Resolved Letsencrypt: Invalid response: Type: urn:acme:error:rateLimited

[Mike99]

We are using Plesk web pro edition, Version 17.8.11 Update #24, I am getting e-mails from Letsencrypt.

'subdomain.example.com'
Invalid response from https://acme-v01.api.letsencrypt.org/acme/new-cert.
Details:
Type: urn:acme:error:rateLimited
Status: 429
Detail: Error creating new cert :: too many certificates already issued for exact set of domains:subdomain.example.com: see Rate Limits - Let's Encrypt - Free SSL/TLS Certificates

I have read:

Unable to install a Let's Encrypt certificate: Too many certificates already issued for exact set of domains

This is not the problem, because I did not create any certificates for this domain this week.

I have read:
Let's Encrypt notification email - Could not secure domains: urn:acme:error:rateLimited

The resolution is to recreate certificate manually without www and webmail, but it does not work because I am rate limited, I have to wait a week.

I did not recently generate any new certs for this domain, it has 4 subdomains and 1 domain cert with www and naked domain. I have spent two days searching Letsencrypt forums, but from what I found, it looks like I or Plesk did something wrong.

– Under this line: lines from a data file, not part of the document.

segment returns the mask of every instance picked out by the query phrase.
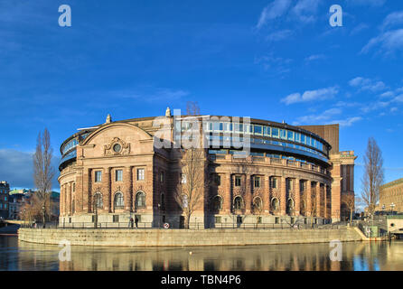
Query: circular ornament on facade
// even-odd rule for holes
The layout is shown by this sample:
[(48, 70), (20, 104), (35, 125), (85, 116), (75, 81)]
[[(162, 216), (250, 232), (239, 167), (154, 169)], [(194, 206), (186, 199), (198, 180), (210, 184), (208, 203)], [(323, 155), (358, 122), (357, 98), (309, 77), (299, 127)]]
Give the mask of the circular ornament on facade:
[(113, 150), (115, 153), (119, 153), (122, 150), (122, 145), (120, 145), (119, 144), (116, 144), (113, 146)]

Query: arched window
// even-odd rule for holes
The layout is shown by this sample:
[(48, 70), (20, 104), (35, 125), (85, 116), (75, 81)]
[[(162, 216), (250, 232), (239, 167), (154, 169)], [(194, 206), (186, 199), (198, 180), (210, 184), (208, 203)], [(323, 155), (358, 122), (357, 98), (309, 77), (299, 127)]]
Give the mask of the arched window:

How can I solve this issue? I think this should not be normal behavior, how can I prevent this from happening ever again?

 

[Bitpalast]

I think that the symptom could maybe indicate that several renewal attemps on at least one of the subdomains have failed, so that the total number of attemps were exceeded (while the attempts remained unsuccessful). The "Too many..." message normally is only sent if you are trying to create a new certificate for a subdomain for that within a week 20 (or 50?, don't remember) certificate requests have been submitted. Plesk does not automatically do that.

 

[Mike99]

I think that the symptom could maybe indicate that several renewal attemps on at least one of the subdomains have failed, so that the total number of attemps were exceeded (while the attempts remained unsuccessful). The "Too many..." message normally is only sent if you are trying to create a new certificate for a subdomain for that within a week 20 (or 50?, don't remember) certificate requests have been submitted. Plesk does not automatically do that.

Hello Peter,

it worked like charm for months, I did not interfere. Only thing I can think of might have triggered this issue is that I migrated one of the subdomains, specifically staging subdomain to another server. I used Plesk Migration Tool, so it should have been without problems, but I think the Plesk installation on the new server may be using the same certificate or attempts to renew are now double? Both servers run Plesk most recent version 17.8.11 on Ubuntu. I am not sure how to debug this, any tips are very welcome.

 

[Mike99]

As I try to investigate this issue, I found that Plesk must have some problem or bug, on crt.sh | Certificate Search when I query the affected domain, I see that 10 issued certificates for a single subdomain in one day, just today, why would Plesk issue so many certificates for the same domain in one day?

When I run # plesk bin certificate -l -domain subdomain.example.com on affected domain, I get:

CSR Priv Cert CA Name Used
Y Y Y Y Lets Encrypt subdomain.example.com 1

It looks like Plesk is installing the issued certificate, but forgets about it and is generating a new certificate instead, I am now rate-limited, but strange is that both affected domains have actually the new certificate valid until January 16 and they even did not need to be renewed, every day at 16:00 I get error e-mail with Could not secure domains: urn:acme:error:rateLimited and I am not doing anything.

How can I fix this?

 

[Mike99]

Hello for everyone with similar issues, I uninstalled LetsEncrypt extension from Plesk and installed it again, the problem disappeared, this means that during some upgrades of Plesk, because I am running always the latest version, some scripts were probably not updated. Problem solved.